La mairie oppose aux occupant-es un projet d’accueil de personnes SDF dans le cadre du dispositif d’hébérgement d’urgence hivernal. Tous les hivers précédents, ce bâtiment était vide et n’avait pourtant pas été utilisé dans ce cadre. C’est seulement une semaine après l’occupation du bâtiment et son expulsion illégale (du 14 au 21 octobre 2008) que la mairie s’est soudainement préoccupée de le mettre à disposition pour l’hébergement de SDF. Elle s’attaque maintenant à celles et ceux qui ont réquisitionné le bâtiment en affirmant qu’il n’y a pas d’autres bâtiments disponibles, et les accuse d’empêcher de mettre en place le logement d’urgence à Grenoble, eux, qui n’en auraient pas besoin. Nous ne sommes pas dupes.
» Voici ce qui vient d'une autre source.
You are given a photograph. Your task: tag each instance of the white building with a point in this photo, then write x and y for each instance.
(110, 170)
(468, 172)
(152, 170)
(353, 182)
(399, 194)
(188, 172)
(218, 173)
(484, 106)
Nous ne voulons pas d’une politique qui met dos à dos les pauvres et les exclu-es alors que de nombreux bâtiments sont laissés vides dans l’agglomération grenobloise, dont une bonne partie qui appartiennent à la ville. Et ce n’est pas parce que ces personnes s’efforcent de trouver des solutions qui leur sont propres, plutôt que de se tourner vers les services sociaux et les associations d’aide (d’ailleurs très insuffisants face à l’ampleur du problème), qu’elles doivent être qualifiées par nos élu-es de “petits-bourgeois qui n’ont pas réellement besoin de se loger”. Toutes les demandes de logement sont prioritaires et ce n’est pas une dizaine de personnes et des associations occupant un bâtiment, qui privent d’autres d’un toit. Ce sont les collectivités publiques et les propriétaires spéculateurs qui en sont responsables, lorsqu’ils ne rendent pas accessibles leurs biens inutilisés.

En plus d’un logement nécessaire à des personnes, ce lieu représente une forme d’organisation collective et conviviale, à travers l’ouverture d’un espace à des activités associatives, culturelles et de vie de quartier.

Une occasion est ainsi offerte à la ville de rompre avec la logique habituelle de l’appel aux forces de l’ordre et de l’expulsion, tout en permettant l’émergence d’un lieu convivial et “alternatif”. Nous voulons croire, avec de nombreux grenoblois-es avec qui nous avons parlé de ce problème, que vous saurez saisir cette occasion pour ouvrir un nouveau chapitre de la relation entre la ville de Grenoble et les exclu-es, les sans-toit et/ou les porteur-euses d’expérimentations sociales. Ce n’est assurément pas en éradiquant, par la force et la pénalisation, les lieux de vie et de culture conviviaux que contribuerez au “mieux vivre ensemble” à Grenoble. Mettre des personnes à la rue pour loger des personnes à la rue ? Les problèmes ne sont jamais résolus, ils ne sont ainsi que déplacés.

Signataires : Agir ensemble Contre le Chômage !, Mouvement des Chômeurs et Précaires de l’Isère, Coordination iséroise de soutien aux sans-papiers, Centre d’Information Inter Peuples, Cap Berriat, Femmes Evasion, PREFACCE (Précarité Femmes Accueil), collectif Défends-Toit, Les occupant-es du Caddie-Yack (habitant-es et collectif d’activités).